Last time we met with Charlie he was feeling like he has lost complete control of his life and finances. His employment status was uncertain as he had been informed that his position was eliminated by his employer as a result of restructuring under COVID pressures. Charlie is still employed and supporting his organization in a senior leadership role. Let’s have a detailed look at his personal and financial progress.
His allocations for rent, car loan, fuel, insurance and groceries remain the same at $33,212.16 per year, $2,767.68 per month. Charlie has begun paying down debts by focusing his limited financial resources on this priority, he has also negotiated a repayment agreement for his tax bill.
Charlie reports that he has focused on assessing his personal goals in the past 3 months. He has evaluated his experience, skills and interests. Charlie now feels that although significant and unpredicted change has occurred in both his personal and career life that he can still achieve the financial independence and early retirement (FIRE) that he was working toward. Charlie states that he can now see how the events over the past three 3 years have created the potential for a better future than he had planned before. Charlie has asked for help to develop and exit strategy from his career and has chosen a date for this goal.
PAYING DOWN DEBT AND TAX OWED
Greg continues to work with Charlie. Charlies’ main priority reducing his debt load and freeing up resources to focus on creating an asset base where Charlie can begin to earn passive income. Charlie has made this a long-term goal.
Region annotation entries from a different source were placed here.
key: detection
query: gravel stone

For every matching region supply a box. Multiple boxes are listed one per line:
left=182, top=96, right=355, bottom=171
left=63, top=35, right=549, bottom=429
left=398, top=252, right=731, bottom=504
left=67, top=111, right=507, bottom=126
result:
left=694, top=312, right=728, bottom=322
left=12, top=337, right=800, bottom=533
Charlie has documented all debts including his tax owed and will track monthly payments toward reduction of this debt. The tracked payments represent payments against principle, not the minimum monthly payments that cover little more than credit interest. Charlie reports he has not incurred any unexpected expenses since the initial meeting and has made good progress on ensuring he controls non-essential expenses. For tracking debt repayment Charlie is using a template that we provided for him which can be downloaded here. We also recommend Charlie request relief from annual fees charge on his credit cards this year to assist him in reducing principle balances. This request is based on his strong customer history with his credit card providers.
Charlie’s earnings continue to be strong and he will focus all available funds to the priorities being discussed here. To restate his priorities Charlie is eliminating debt, minimizing expenses while developing long-term goals and tracking of his progress. This has given Charlie more control over his money and financial future, the first recommendation we left him with in our last meeting. Charlie reports that the complete loss of control he was struggling with is no longer his main concern and he is sleeping better and taken up regular exercise again.
Charlie has also taken steps to start his side gig to begin generating self-employment income and he has completed a financial analyst course that will help him in his quest to develop the financial independence he desires.
Charlie has discussed tax savings options and a tax strategy with an accountant whom he has chosen to continue to work with. Charlie may realize some tax savings from his new home-based business and has found good alignment with his values and the values of his accountant. Charlie does not want to take any shortcuts financially and advises he feels he can trust this accountant. Charlie was advised by his accountant to approach his bank for a significant RRSP loan that will reduce his current tax owed. We will review this option in more detail in a future update as Charlie reports the $500 monthly tax installments will continue for 4 years and we have time to work on this issue.
Charlie also advises that he took steps to reduce his credit limits on his credit cards. This is a good step toward his goal of eliminating debt, but this step may place his credit rating at risk. Because Charlie is carrying balances on his credit cards now, and he has not carried balances in the past reducing limits poses a risk to his credit history. When an individual’s debt-to-credit ratio is high this will have a negative impact on their credit rating. Because Charlie reduced his credit limit(s) he now has a high credit utilization rate (debt-to-credit ratio) which may negatively impact his healthy credit rating. We advise Charlie to reduce his credit UTILIZATION; in the future he can determine if he wants to close credit cards entirely or reduce their limits and only after assessing the impact of these actions on his credit report and overall credit utilization. These are strategic financial decisions that make a difference in long term financial options.
SAVING FOR HIS DAUGHTERS EDUCATION
Charlie will assess his ability to contribute to his daughters RESP in the fall, further updates will be provided on this and we agree saving for his daughter’s education should be a priority.
FINANCIAL FREEDOM
In addition to prioritizing debt elimination Charlie’s dream of financial independence and early retirement are beginning to take form once again. In fact, if Charlie informs us that he feels better prepared for this reality than he had felt years ago. This is re-awakening his motivation and drive.
Greg recommends the following steps for Charlie:
- Continue to pay debt without changing credit limits, keep control of his money and financial future
- Develop his side gig and the skills required to support its success
- Build investment knowledge and begin to research assets
- Reward himself for the strong progress made so far toward his goals.